David Laws thinks organic farming is almost like civil disobedience.
"Organic farming is by definition against the grain," says Laws, the farmer behind Treehugger Farms in Davie. "There's a huge monstrous, mechanized market out there that's really out to stop all that we are doing. But things are changing slowly."
Laws and other young farmers discuss these and other challenges facing South Florida growers in the short documentary, "Greening Up: South Florida's Young Farmers".
The eleven-minute video features Muriel Olivares of Little River Market Garden, Ray Chasser of Earth N'Us Farm, Dylan Terry of Ready-To-Grow Gardens, Hani Khouri of Hani's Mediterranean Organics, and other important figures in South Florida farms.
Carmen Rodriguez, a recent University of Miami grad, produced the video along with Florida International University student Lucia Aguiar.

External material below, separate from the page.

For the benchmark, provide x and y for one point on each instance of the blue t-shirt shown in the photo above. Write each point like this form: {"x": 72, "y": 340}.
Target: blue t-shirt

"I recently started growing my own food, and got really into it," Rodriguez says. "Then Lucia said to me, 'I know you have the equipment! Let's do a documentary on farming and gardening in South Florida.'"
In the short film, Muriel Olivares discusses what farming means to her -- and admits it's not a socially accepted career. She also realizes her career choice might leave her financially insecure.
"Being a farmer, even though it's become much more popular, it still sounds weird to some people," Olivares says. "It's not a common thing to be in a city, especially Miami."
The documentary takes a quick look into South Florida farm share programs, urban gardening, and organics.